- Education: Denison University (BA) Harvard Law School (LLB)

= John S. Lowe =

John S. Lowe is the George W. Hutchison Professor of Energy Law and former Senior Associate Dean for Academic Affairs at the Southern Methodist University's Dedman School of Law. He specializes in energy law.

==Biography==
Lowe received his B.A. in 1963 from Denison University and his LL.B. in 1966 from Harvard University. He was a Maxwell Fellow in Malawi from 1966 to 1969.

Lowe practiced law in Columbus, Ohio from 1970 to 1975.

He was assistant professor, and later associate professor, at the University of Toledo from 1975 to 1978. He was professor and associate director of the National Energy Law and Policy Institute at the University of Tulsa, starting in 1978. In 1987, he became professor at Southern Methodist University, where he has since taught courses on oil and gas law and oil and gas contract law.

He also has been a visiting professor at several universities around the world, including at the University of Texas, the University of Denver, the University of Dundee, the University of New Mexico, the University of Melbourne, the University of Sydney, and the University of Alberta.

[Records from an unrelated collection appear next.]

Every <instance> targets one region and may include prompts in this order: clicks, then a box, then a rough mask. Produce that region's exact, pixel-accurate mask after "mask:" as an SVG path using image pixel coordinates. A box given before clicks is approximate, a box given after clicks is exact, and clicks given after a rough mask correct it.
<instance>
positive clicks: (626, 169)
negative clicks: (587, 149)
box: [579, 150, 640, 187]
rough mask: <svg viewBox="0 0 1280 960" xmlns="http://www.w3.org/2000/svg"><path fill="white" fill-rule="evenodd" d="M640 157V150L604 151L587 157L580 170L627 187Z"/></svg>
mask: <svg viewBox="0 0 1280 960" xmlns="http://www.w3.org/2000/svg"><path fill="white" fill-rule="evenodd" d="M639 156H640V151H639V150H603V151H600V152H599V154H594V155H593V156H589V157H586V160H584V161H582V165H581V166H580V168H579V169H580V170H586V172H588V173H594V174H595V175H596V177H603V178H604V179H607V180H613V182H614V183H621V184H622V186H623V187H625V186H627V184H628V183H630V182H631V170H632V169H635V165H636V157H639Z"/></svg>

==Scholarly work and impact==
Lowe's research has made a significant impact in energy law. He is the author of Oil and Gas Law in a Nutshell (6th ed. 2014). He is the co-author of three law school textbooks, International Petroleum Transactions (3d ed. Rocky Mt. Min. L. Fdn. 2010), Cases and Materials on Oil and Gas Law (6th ed. West 2013) and Hemingway's Hornbook on Oil and Gas Law and Taxation (5th ed. West 2017). He has written dozens of articles in scholarly journals, including the Rocky Mountain Mineral Law Institute.

Lowe has been President of the Rocky Mountain Mineral Law Foundation and Chair of the American Bar Association's Section of Environment, Energy, and Resources. He may be the only academic to have held both posts.

He holds a named-chair appointment at the Dedman School of Law at Southern Methodist University, a major institution of higher education and research. The SMU School of Law is consistently ranked in the 40-50 range for the nation's top law schools in the U.S. News & World Report.